De hecho, me parecía que esa mamada era sublime. Por supuesto, era probable que ayudara que Lo estuviera sentado a mi lado. Ella lo lamió como si fuera un helado y luego se tragó la erección con un estimulante «ahhh».

Lo soltó una carcajada que me cortó el rollo al instante. Todo mi cuerpo se calentaba de vergüenza, y ese no era el tipo de calor que quería.

—¿Qué te parece tan gracioso? —pregunté.

—Shhh… —soltó con una enorme sonrisa en la cara. Traté de hablar de nuevo, pero él me puso la mano en los labios para taparme la boca mientras veía la película, hipnotizado y divertido.

—¿Te gusta? —preguntó el policía. La chica respondió con un ahogado gemido gutural antes de volver a sacudir la cabeza hacia delante y hacia atrás. Luego sacó la erección de la boca y se golpeó con ella la mejilla.

—Joder… —gimió él—. Joder, sí…

El policía puso a la chica de pie y le quitó la camiseta para tocar sus pechos.

—Qué preciosidad.

Lo se rio más fuerte y me miró, cubriéndome la boca todavía con la mano.

—¿De verdad te excita esto?

Por fin, aflojó la presión para que le respondiera.

—Por lo general, me salto el principio —confesé—. A menos que… —No, no podía decirle eso.

Sus ojos se iluminaron.

—¿A menos que qué…?

—A menos que el chico le retire el pelo de la cara —dije mientras me sonrojaba.

Una sonrisa surcó su rostro.

—Qué tierno… —Sin embargo, cogió el mando a distancia y aceleró hasta la parte donde había sexo de verdad y la pareja hablaba menos, limitándose a intercambiar gemidos y gruñidos.

—¿Ver esto es mejor que mantener relaciones sexuales con otra persona? —preguntó Lo, con los ojos clavados en la pantalla.

—No… Quizá… A veces… —balbuceé— es conveniente.

Me volvió a mirar y arqueó las cejas.

—¿Es mejor que hacerlo conmigo?

—De ninguna manera —aseguré, negándolo también con la cabeza.

—Entonces, has tenido relaciones sexuales con las que has disfrutado menos que con el porno, ¿verdad? ¿Con quién cojones te has acostado? —preguntó.

Me encogí de hombros; en realidad no había manera de responder a esa pregunta. Mis ojos se apartaron lentamente de la película en la que el policía tenía a la chica espatarrada en el suelo.

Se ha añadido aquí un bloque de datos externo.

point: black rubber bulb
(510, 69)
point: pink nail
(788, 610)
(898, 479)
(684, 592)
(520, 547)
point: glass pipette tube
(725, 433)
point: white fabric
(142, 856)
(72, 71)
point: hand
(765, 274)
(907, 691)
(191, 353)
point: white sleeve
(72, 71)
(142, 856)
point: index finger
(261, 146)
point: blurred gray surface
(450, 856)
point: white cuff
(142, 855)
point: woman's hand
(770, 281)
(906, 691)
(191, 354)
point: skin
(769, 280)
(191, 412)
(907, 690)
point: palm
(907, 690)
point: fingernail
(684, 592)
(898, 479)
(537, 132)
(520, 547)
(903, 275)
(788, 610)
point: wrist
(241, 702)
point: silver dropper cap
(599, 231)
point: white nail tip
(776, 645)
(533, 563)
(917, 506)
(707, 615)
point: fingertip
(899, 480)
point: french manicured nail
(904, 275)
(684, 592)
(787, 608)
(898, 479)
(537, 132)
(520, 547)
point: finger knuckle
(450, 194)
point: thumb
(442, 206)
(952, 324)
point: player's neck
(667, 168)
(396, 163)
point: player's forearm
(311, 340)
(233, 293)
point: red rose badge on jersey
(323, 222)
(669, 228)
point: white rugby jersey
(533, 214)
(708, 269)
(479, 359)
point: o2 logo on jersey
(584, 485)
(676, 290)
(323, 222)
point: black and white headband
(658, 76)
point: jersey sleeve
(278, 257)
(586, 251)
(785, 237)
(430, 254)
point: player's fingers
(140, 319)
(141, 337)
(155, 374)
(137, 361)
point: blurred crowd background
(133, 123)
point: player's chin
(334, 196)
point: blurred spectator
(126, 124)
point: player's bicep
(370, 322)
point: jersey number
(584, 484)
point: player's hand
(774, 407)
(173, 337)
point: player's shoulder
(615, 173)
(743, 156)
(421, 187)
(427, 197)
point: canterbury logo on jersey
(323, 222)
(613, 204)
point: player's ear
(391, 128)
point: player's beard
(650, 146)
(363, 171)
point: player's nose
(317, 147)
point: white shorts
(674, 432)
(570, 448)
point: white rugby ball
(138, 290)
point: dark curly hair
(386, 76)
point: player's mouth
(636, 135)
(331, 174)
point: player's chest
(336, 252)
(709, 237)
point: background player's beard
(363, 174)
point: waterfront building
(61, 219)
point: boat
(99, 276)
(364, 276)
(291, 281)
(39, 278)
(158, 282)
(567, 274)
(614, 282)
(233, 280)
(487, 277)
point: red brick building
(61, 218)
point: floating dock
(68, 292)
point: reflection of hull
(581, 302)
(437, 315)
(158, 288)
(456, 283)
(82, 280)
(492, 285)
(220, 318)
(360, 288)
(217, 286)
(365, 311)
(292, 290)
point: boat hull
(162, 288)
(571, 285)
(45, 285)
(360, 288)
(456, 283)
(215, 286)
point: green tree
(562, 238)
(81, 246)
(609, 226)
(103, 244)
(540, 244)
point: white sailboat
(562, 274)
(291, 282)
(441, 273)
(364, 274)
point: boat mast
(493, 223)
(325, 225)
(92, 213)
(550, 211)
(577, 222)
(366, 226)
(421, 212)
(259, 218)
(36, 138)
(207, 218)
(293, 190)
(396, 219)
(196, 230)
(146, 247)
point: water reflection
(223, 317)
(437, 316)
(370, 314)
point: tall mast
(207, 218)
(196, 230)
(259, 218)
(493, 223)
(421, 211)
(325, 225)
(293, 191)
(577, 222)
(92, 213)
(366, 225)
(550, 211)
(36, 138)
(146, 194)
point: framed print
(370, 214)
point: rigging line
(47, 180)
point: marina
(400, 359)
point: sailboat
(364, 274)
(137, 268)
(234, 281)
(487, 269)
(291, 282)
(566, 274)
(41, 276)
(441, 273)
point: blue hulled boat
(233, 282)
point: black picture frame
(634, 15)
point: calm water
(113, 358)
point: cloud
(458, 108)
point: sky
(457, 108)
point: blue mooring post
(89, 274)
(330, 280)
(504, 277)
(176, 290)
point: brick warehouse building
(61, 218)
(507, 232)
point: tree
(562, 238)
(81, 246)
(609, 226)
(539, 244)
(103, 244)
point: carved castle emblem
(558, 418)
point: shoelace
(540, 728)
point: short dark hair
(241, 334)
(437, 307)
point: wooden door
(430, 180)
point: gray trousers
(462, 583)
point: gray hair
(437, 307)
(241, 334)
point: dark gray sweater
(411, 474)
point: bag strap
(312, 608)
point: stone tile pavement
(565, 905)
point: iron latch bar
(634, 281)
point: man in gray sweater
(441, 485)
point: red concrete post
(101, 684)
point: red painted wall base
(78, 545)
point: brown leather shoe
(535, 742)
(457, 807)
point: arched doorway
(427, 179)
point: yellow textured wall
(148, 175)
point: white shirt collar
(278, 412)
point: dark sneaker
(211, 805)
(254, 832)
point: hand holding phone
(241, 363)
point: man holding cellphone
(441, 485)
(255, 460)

Me resultaba difícil dejar de mirarla porque había previsto algún tipo de reacción ardiente mientras la veíamos.

—¿Eh…? —suspiró Lo, rozándome la barbilla con los dedos. Se inclinó hacia mí y pensé que entreabría los labios para besarme. Esperé que hiciera desaparecer el espacio entre nosotros, pero en vez de cogerme en brazos e imitar la acción del vídeo, siguió hablando—. En una competición entre eso y yo… —señaló la pantalla—, siempre ganaré yo. Siempre.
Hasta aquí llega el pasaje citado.